Tackling child poverty – lessons from abroad

The coalition needs to urgently review its approach to reducing child poverty, says a new report from the National Children's Bureau. The government should spend less time focusing on how child poverty is measured, it argues, and concentrate instead on practical lessons from other countries about what works best in tackling the problem.

Key points

  • Bringing childcare costs within the reach of low-income families, and encouraging mothers into employment, is key to the approach of countries such as Denmark. The government should consider increasing the number of hours of free early education available, raising the proportion of childcare costs covered by tax credits and universal credit, and reviewing how after-school care can be made more readily available.
  • Supplementing families' incomes for engaging in activities that promote child health and well-being can contribute to tackling child poverty.
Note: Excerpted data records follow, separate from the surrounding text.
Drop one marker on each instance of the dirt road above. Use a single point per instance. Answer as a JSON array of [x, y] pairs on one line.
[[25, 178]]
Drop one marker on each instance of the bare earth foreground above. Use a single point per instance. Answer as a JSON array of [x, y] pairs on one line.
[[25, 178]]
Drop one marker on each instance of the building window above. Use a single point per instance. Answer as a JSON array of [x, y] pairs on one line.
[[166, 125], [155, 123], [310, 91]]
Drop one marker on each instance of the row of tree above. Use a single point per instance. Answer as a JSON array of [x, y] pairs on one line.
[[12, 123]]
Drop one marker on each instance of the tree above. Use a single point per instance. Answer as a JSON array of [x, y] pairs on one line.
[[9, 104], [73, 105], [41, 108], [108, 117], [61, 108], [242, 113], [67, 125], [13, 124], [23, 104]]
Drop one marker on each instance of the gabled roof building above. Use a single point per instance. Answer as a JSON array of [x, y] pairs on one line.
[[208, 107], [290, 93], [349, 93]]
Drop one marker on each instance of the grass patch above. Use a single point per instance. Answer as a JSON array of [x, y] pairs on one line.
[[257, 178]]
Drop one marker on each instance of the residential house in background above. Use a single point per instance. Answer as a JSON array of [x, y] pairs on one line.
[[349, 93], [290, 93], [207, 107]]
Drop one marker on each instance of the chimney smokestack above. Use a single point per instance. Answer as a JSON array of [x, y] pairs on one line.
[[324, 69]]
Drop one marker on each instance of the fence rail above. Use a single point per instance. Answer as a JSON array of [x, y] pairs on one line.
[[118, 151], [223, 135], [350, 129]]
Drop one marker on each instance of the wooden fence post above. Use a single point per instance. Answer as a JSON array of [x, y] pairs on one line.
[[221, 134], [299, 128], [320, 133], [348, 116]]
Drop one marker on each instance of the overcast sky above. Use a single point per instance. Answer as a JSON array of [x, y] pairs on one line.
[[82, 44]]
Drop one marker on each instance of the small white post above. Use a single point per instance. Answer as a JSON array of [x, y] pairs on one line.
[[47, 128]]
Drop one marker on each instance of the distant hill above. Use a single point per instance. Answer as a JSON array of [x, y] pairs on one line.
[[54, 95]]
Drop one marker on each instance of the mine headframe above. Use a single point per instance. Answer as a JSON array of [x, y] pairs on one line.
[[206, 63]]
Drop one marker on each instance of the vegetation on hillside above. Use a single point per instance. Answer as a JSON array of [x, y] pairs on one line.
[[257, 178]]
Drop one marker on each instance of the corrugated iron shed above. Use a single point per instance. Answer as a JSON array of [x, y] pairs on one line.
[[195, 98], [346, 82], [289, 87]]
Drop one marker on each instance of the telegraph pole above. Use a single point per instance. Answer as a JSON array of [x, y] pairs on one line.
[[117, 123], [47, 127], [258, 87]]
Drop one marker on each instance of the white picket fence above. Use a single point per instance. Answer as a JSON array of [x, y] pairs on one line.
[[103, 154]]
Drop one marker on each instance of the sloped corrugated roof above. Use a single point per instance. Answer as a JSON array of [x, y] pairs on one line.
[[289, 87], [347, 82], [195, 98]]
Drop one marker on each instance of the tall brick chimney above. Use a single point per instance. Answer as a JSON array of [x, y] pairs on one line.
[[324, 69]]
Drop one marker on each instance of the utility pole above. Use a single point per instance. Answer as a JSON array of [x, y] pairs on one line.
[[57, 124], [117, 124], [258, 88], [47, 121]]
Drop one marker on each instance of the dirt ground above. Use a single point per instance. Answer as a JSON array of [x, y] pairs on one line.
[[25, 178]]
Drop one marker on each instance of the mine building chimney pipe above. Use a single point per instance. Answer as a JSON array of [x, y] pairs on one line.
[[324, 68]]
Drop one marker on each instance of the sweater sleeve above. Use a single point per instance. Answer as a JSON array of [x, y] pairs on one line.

A New York scheme gives families extra cash on top of existing benefits or tax credits, increasing families' financial resources at the same time as encouraging the use of health services and regular school attendance.
  • The government must develop a community-based approach that recognises that poverty is concentrated in specific geographic areas. It should fund local authorities to create neighbourhood-based 'anti-poverty innovation zones', bringing together the full range of agencies and services that promote children's well-being, and developing community approaches to tackling child poverty.
  • The government should set up a single body to drive forward the delivery of its child poverty strategy across government departments. A single central government delivery board, made up of ministers and supported by senior civil servants, should have the power and authority to hold government departments to account as they introduce measures to tackle child poverty.